A son retour à la vie civile, Jacques de Bascher, quitte assez rapidement l’appartement familiale de Neuilly-sur-Seine pour s’installer rue du Dragon, au cœur de Saint-Germain-des-Prés. C’est dans ce quartier, si célèbre pour son effervescence culturelle et intellectuelle, que le jeune dandy se fait remarquer par le microcosme des happy fews de la mode parisienne, dont un certain Karl Lagarfeld, à l’époque directeur artistique de la maison Chloé.
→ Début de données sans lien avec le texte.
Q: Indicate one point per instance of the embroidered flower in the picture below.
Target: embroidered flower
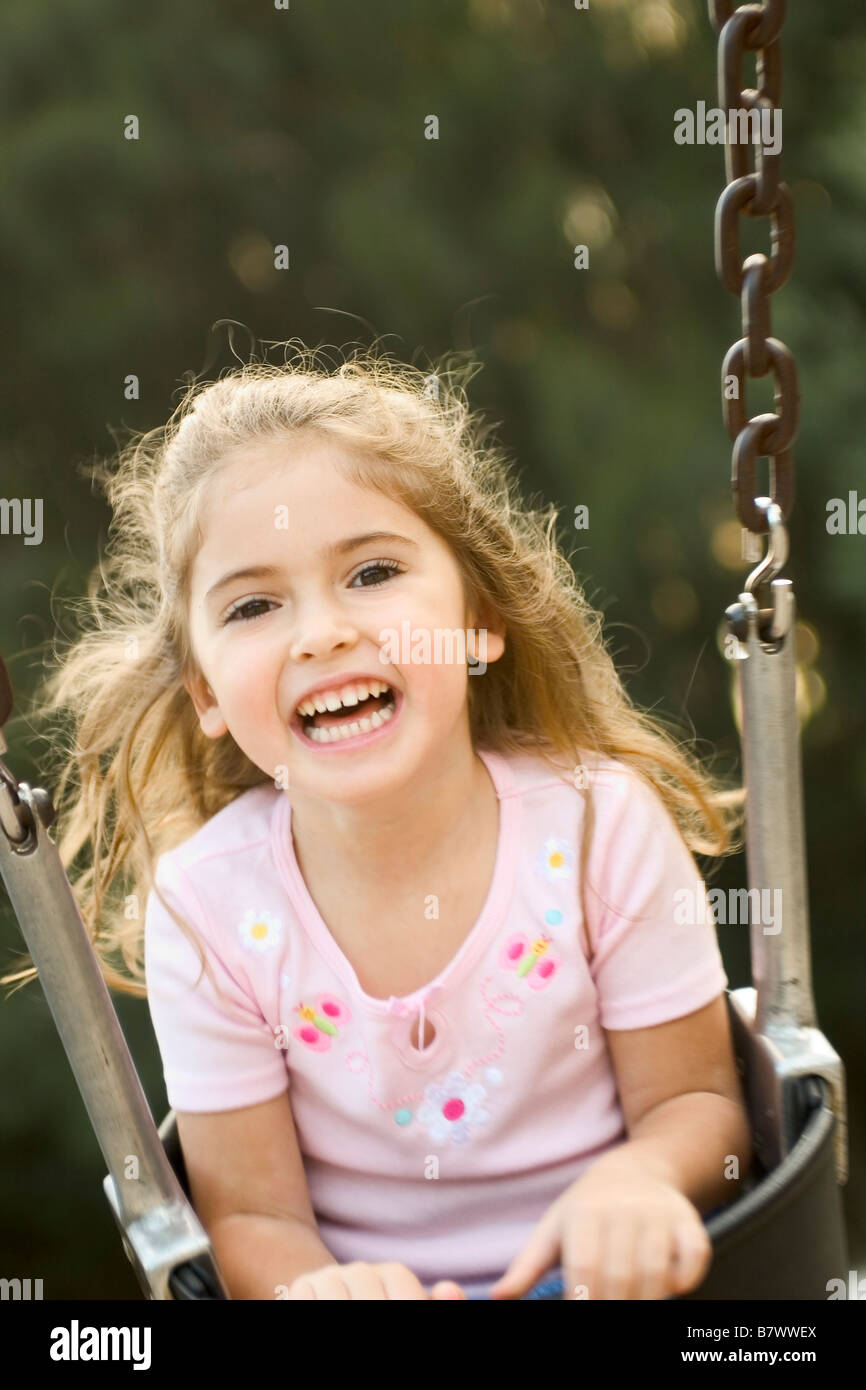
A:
(260, 930)
(530, 959)
(452, 1108)
(556, 859)
(320, 1022)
C’est le début d’une histoire d’amour platonique entre les deux hommes, qui dura plus de dix-huit ans.
Les années 70 à Paris, c’est aussi la matérialisation de la liberté et notamment la liberté sexuelle, en marche depuis 1968. Jacques de Bascher, précurseur et provocateur s’il en est, participe à l’émergence de ce Paris gay qui se développe dans le quartier de l’Opéra, symbolisé à lui seul par la rue Saint-Anne. De nombreux établissements, à la renommée internationale, y ont pignon. Le plus célèbre d’entre-eux, le Sept, situé au 7 de la rue Sainte-Anne, créé par Fabrice Emaer, accueille tout le monde du spectacle et de la mode, autour de leurs deux plus grands ambassadeurs: Karl Lagarfeld et Yves Saint Laurent…
Très vite, le petit prince de la mode, successeur de Christian Dior à l’âge de vingt ans et venant de créer sa maison de haute couture quelques années plus tôt, avec son compagnon Pierre Bergé, tombe sous le charme ténébreux de Jacques, dont le pouvoir séduction irradie tout Paris ; de la rue Sainte Anne, en passant par Saint-Germain-des-Prés, jusque dans les jardins du Carrousel du Louvre, haut lieu historique des plaisirs gays de la capitale s’il en est.
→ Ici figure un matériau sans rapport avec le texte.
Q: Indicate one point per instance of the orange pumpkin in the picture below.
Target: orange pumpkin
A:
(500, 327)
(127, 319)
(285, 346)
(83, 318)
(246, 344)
Cette passion éphémère et destructrice pour Yves Saint Laurent, a été à l’origine de la rupture avec le camp de Karl Lagarfeld, symbolisée aujourd’hui encore par la vindicte de Pierre Bergé envers Jacques de Bascher.
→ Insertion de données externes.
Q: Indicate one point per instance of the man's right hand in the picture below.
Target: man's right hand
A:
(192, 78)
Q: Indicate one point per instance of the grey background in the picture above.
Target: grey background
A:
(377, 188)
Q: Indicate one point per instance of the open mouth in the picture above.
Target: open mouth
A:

En parallèle de cette recherche effrénée des plaisirs de la chair, la drogue tient une place particulière dans ces années d’insouciance. Rares sont les soirées parisiennes où des substances ne circulent pas. Jacques, comme la majorité de ses compères, n’échappe pas à cette règle qui tend à débrider son âme et son corps, dans des fantaisies où les limites sont sans cesse repoussées ; comme lors de la soirée Moratoire noir(e), organisée le 24 octobre 1977 à La main bleue, par Jacques et son compère Xavier de Castella. La création du Palace, quelques mois plus tard, tendra à pérenniser cette atmosphère singulière dans laquelle Jacques de Bascher évoluait comme un poisson dans l’eau.
Arrivent les années 80 qui sont tristement marquées par l’émergence d’un fléau mortel : le sida. « Parmi les gens de la nuit (comme les désignait Michel Déon), on est soit mort, soit en deuil. » Cette phrase résume à elle seule l’ampleur de cette épidémie qui décima une génération entière et transforma radicalement la société où rien ne sera plus jamais comme avant. Atteint par ce nouveau mal, Jacques se bâtit face à cette maladie, veillé par un Karl Lagarfeld des plus protecteurs, avec courage et dignité, durant plusieurs années. Il s’éteint le 3 septembre 1989 et sera incinéré avec son ours Mishka…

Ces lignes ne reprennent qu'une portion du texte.